23

26 4 2
                                    

'Semakin banyak kenangan yang di buat maka semakin sakit pula ketika seseorang itu tiba-tiba meninggalkan tanpa sepatah ucap'
_G.A_

Quenzha Azkiara

Aku menatap takjub kearah danau, lampion warna-warni menghias indah dari mulai parkiran tempat Kak Veril menyimpan mobil hingga jalanan yang mengarah ke danau ini, bahkan sampai pada pinggiran danau pun tampak lampion-lampion itu membias indah dalam air.

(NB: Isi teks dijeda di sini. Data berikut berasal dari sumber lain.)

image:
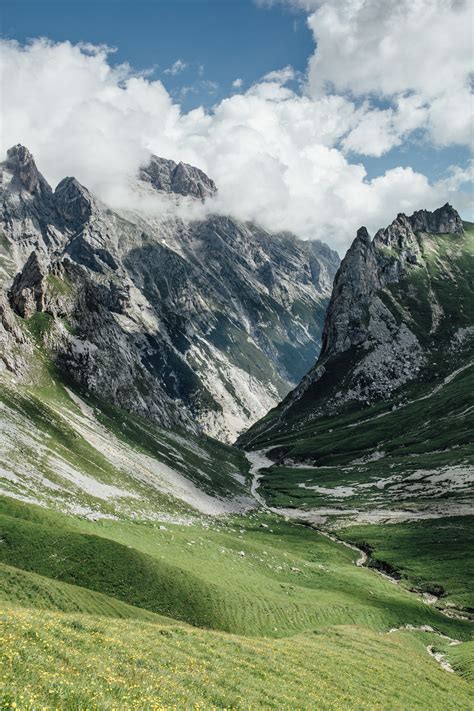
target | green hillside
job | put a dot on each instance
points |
(79, 595)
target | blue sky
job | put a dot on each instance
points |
(356, 134)
(218, 40)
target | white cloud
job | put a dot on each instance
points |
(408, 50)
(176, 67)
(275, 155)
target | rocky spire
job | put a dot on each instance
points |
(73, 201)
(180, 178)
(23, 167)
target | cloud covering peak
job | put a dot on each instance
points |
(280, 152)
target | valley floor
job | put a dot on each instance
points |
(117, 594)
(95, 614)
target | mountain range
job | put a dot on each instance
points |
(200, 323)
(323, 560)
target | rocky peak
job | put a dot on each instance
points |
(167, 176)
(444, 220)
(26, 295)
(73, 201)
(23, 168)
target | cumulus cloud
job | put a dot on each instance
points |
(176, 67)
(418, 51)
(278, 156)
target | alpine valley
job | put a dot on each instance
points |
(235, 472)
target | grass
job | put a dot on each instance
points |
(236, 577)
(47, 436)
(71, 662)
(433, 555)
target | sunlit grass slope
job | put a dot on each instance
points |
(434, 556)
(69, 662)
(235, 576)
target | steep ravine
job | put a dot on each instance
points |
(258, 461)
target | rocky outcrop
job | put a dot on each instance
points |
(25, 174)
(28, 289)
(390, 320)
(180, 178)
(200, 324)
(16, 347)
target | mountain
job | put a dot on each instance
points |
(203, 324)
(381, 427)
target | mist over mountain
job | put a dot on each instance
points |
(202, 323)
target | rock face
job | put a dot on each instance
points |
(180, 178)
(399, 304)
(201, 324)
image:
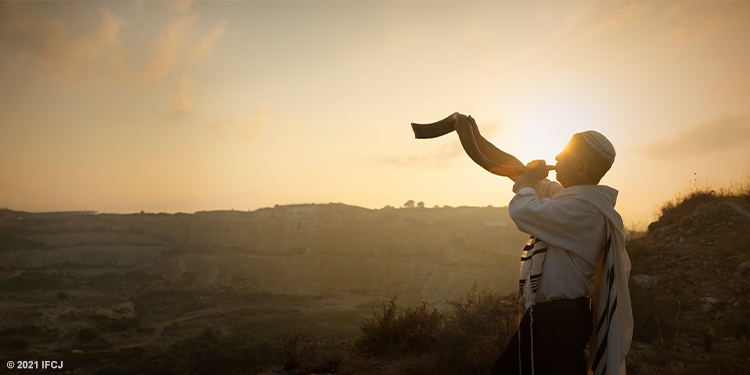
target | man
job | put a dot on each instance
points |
(577, 239)
(575, 259)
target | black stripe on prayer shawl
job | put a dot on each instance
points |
(540, 251)
(608, 312)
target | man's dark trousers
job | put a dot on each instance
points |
(561, 331)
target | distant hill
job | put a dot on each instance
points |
(690, 287)
(316, 249)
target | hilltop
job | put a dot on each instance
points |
(95, 288)
(690, 287)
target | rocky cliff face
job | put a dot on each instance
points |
(419, 254)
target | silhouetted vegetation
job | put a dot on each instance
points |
(29, 280)
(87, 335)
(466, 338)
(208, 353)
(17, 343)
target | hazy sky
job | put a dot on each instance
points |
(176, 106)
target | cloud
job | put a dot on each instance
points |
(689, 26)
(260, 118)
(51, 40)
(721, 133)
(167, 49)
(251, 126)
(630, 13)
(441, 156)
(181, 107)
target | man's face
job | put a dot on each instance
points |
(568, 165)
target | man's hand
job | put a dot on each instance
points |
(534, 172)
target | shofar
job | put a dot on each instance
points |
(492, 159)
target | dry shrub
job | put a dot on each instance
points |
(302, 354)
(408, 332)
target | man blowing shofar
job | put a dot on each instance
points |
(575, 261)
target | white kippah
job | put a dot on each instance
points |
(600, 144)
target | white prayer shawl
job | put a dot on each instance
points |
(532, 263)
(613, 317)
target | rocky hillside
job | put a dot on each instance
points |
(417, 253)
(690, 288)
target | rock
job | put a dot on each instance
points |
(644, 281)
(710, 300)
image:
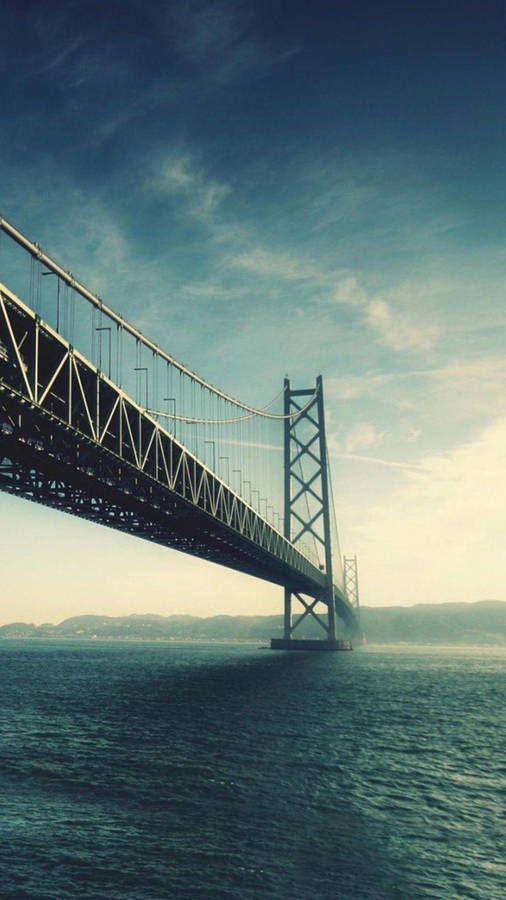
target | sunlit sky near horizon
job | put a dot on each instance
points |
(271, 188)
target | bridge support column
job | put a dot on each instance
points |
(287, 629)
(307, 510)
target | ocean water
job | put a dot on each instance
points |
(154, 771)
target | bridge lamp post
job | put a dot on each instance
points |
(172, 400)
(104, 328)
(214, 453)
(228, 467)
(143, 369)
(57, 297)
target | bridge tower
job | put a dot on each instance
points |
(307, 510)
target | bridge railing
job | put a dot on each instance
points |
(47, 373)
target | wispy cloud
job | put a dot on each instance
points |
(401, 326)
(178, 174)
(269, 264)
(219, 38)
(452, 503)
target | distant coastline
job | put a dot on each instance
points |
(481, 623)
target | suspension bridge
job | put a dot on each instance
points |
(99, 421)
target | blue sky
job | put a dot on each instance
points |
(276, 188)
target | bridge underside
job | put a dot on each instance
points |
(43, 460)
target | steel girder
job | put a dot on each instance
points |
(72, 439)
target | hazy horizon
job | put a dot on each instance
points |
(263, 191)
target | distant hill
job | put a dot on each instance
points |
(446, 623)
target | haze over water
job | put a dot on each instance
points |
(153, 771)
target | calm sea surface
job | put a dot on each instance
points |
(153, 771)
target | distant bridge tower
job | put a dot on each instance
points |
(307, 511)
(350, 572)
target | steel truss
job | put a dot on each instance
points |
(307, 505)
(351, 581)
(72, 439)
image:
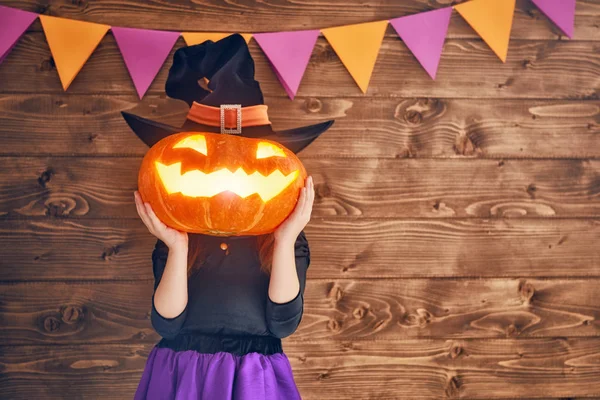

Aku tak menyangka bahwa Kak Veril akan mengajakku kesini, awalnya aku tak ingin mengiyakan ajakannya namun entah kenapa setelah hati dan pikiran sempat berdebat hebat akhirnya keputusanku memilih tak menolak. Dadaku tiba-tiba bergemuruh saat tangan Kak Veril terasa menggenggam tanganku

"Ayo" ajak Kak Veril lembut, aku hanya mengangguk mensejajarkan langkah dengannya

Kak Veril melepaskan tautan jemarinya dari tanganku, memintaku duduk di kursi kayu yang letaknya dibawah pohon

Desir angin malam terasa dingin menyapa membuat kedua tanganku bergerak memeluk tubuh sendiri

"Dingin?" tanya Kak Veril yang berjongkok di depanku, sorot matanya terasa amat mendamaikan hati bahkan seolah mampu memberi hangat pada ruang kosong yang semula beku. Aku masih terdiam menatap tanpa berniat menjawab, Kak Veril tampak tersenyum kecil, aku menggelengkan kepala

"Kalau kamu kalem gini aku malah jadi takut," ucap Kak Veril membuatku mengernyit bingung

"Kamu nggak kesambet kan?" tanyanya membuat tangan ini refleks menonyor dahinya

Ia terkekeh, apakah aku selucu itu?, Kak Veril meraih kedua tanganku, dogosok-gosokkannya tanganku dengan tangannya

"Masih dingin?"

"Enggak Kak" jawabku tersenyum.

Apa mungkin aku telah luluh olehnya? Tuhan ... dulu aku teramat menginginkan cinta, tapi ketika aku kehilangan mereka yang mencintaiku sebesar-besarnya aku perlahan mulai menutup mata, mengabaikan perasaan sepi yang mendera pun mengabaikan orang-orang yang datang dengan segudang peduli tapi nyatanya hanya pura-pura belaka.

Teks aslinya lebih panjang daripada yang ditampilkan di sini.